How Do We Pay for Medical Innovation?

We are in the midst of a golden age of stunning medical advancements, but in many ways, we are stuck in the Stone Age when it comes to our health care delivery system and the financing of groundbreaking therapies. As a result, we are seeing mounting tension between these areas, with hepatitis C virus (HCV) serving as the perfect example. Until 5 years ago, there were virtually no effective treatments for this debilitating disease, which afflicts 3 million to 5 million people in the United States. Thanks to breakthrough antiviral drugs, HCV can now be cured in most patients, and the treatment is easily tolerated. However, because these are onetime, short-term treatments with a higher price, many insurers restrict their use to all but the sickest of patients.

This is a disaster for both patients and the health care system at large. Investigators have estimated that HCV treatments pay for themselves over 15 years because patients avoid expensive adverse events, such as liver cancer and organ transplants. The savings accrued from preventing HCV complications represent a net gain of nearly $3000 per patient over the cost of the treatment. But those savings do not usually benefit the original payer, since long before those 15 years are over, the patient likely has switched to Medicare, Medicaid, or a different commercial insurer. 

This disconnect between short-term budgets and long-term benefits and between the impact on initial payers, downstream payers, and society as a whole will just become more pronounced as medical science continues to produce better therapies. Insurers tend to make coverage and premium decisions based on the immediate outcomes and 18-month actuarial tables. However, many of the most exciting new medicines—gene therapies, immunotherapies, personalized medicines, and treatments for a wide range of rare diseases—may ring up substantial immediate costs, whereas the financial benefits to the health care system usually take years to accrue. These health benefits can be close to miraculous, from outright cures to changing once-certain death sentences into chronic, manageable conditions. 

Such outcomes are certainly good for society, turning very ill patients into productive citizens.
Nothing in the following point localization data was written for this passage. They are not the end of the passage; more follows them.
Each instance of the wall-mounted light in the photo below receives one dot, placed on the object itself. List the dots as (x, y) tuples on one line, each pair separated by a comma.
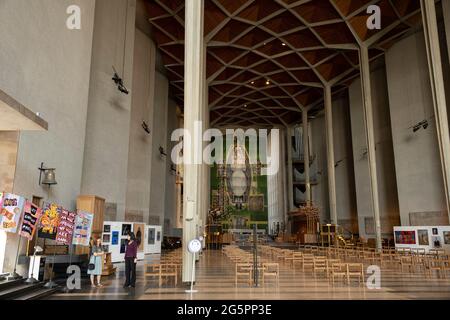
[(49, 177), (119, 82), (162, 152), (423, 124)]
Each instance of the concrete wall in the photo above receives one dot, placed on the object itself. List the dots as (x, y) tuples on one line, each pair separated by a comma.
[(108, 122), (417, 160), (170, 189), (276, 205), (319, 192), (387, 185), (140, 143), (46, 66), (160, 163), (345, 181)]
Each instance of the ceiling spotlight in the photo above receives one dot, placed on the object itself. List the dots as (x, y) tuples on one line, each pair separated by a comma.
[(119, 82)]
And they are, of course, good for patients and their families, who yearn for better health and quality of life, improved function, and longer overall survival, regardless of cost. 
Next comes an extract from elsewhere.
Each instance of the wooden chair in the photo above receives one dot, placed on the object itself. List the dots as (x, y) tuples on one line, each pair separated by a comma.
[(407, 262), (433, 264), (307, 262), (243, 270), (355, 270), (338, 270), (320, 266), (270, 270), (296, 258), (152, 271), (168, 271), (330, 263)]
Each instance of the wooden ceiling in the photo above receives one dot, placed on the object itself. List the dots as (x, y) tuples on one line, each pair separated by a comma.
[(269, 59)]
It’s time to think differently about how we pay for health care and assess value and benefits. Creative strategies are needed to ensure that economic incentives are in place for the development of transformative therapies, appropriate patient access, and sustainable payer economics. These solutions also need to be flexible to accommodate the radically different timelines for costs and benefits depending on specific therapies.

One challenge for insurers in determining reimbursement standards in this brave new medical world is that people rarely stick with a single insurance carrier for more than a few years. Studies have found that approximately 1 in 8 adults under age 65 with employer coverage switches health plans every year. Given the prohibitions on banning people with preexisting conditions, insurers generally expect that the short-run losses from therapies for patients who “switch out” are offset by the gains from patients who “switch in,” as their treatments may already have been covered by other commercial payers. But those assumptions no longer apply for older plan members, since everyone is eligible for Medicare at age 65 and remains in the program thereafter. Because many new therapies tend to have front-loaded costs and back-loaded benefits, Medicare would seem to be the financial winner, but that is not always the case.
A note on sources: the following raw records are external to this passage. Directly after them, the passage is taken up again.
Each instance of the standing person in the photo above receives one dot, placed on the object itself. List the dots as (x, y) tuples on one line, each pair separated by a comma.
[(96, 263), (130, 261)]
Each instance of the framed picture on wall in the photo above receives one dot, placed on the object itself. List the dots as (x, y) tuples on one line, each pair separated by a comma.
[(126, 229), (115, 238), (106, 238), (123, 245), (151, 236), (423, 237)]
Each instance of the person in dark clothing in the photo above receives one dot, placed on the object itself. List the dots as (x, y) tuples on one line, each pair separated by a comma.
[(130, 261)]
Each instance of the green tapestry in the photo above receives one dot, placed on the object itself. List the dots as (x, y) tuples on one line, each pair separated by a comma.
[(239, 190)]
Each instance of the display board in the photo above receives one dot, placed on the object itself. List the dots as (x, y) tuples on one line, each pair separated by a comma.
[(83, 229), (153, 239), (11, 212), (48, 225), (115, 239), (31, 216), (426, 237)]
The reverse pattern can also hold true, with Medicare on the losing side of the equation. Consider patients treated for cardiovascular therapy before age 65. Because their therapy needs typically become costlier as they age, commercial insurer costs are lower than the total lifetime impact. If patients start cardiovascular therapy over age 65, Medicare must then absorb all the treatment costs, including the extra health care needs associated with extended life.

Solutions that work for all parties require rethinking the way medicines and insurers are regulated. Currently, prescription medicine prices cannot account for outcomes that weren’t measured in clinical trials, such as fewer hospitalizations over a number of years, even though the consideration of such long-term outcomes may be a more effective way to account for risk. Payers, meanwhile, generally assume the full cost of a medication, regardless of how well it works or doesn’t work over time, leading to situations in which an insurer is reluctant to pay for a costly treatment that may not show immediate offsetting benefits. 

Risk-sharing agreements are not completely novel, as a number of biopharmaceutical companies have entered into value-based agreements that offer payers refunds or discounts if a therapy fails to generate certain health outcomes. Given the existing regulatory barriers to implementing value-based agreements, however, these alternative reimbursement models seem more common in breakthrough medicines for life-threatening and severely debilitating rare diseases, though it is recognized that these innovations also may be more expensive. With more gene-based and potentially single-dose therapies anticipated for FDA approval in the coming years, we expect developers to continue to pursue innovative contracts to close the gap between those payers who reimburse at the start of a medicine’s life, and the downstream winners.

Regardless of the type of model used, we need to reframe how we analyze costs and reimbursements based on a patient’s long-term outcomes and well-being, not just the next 12 or 18 months, and not only in cases of rare disease but for all conditions. These types of changes will be challenging, to say the least. But if the nation and its patients and consumers are to take full advantage of medical advances, the entire health care community—insurers, pharmaceutical and device developers, providers, and regulators—must work together to address that challenge.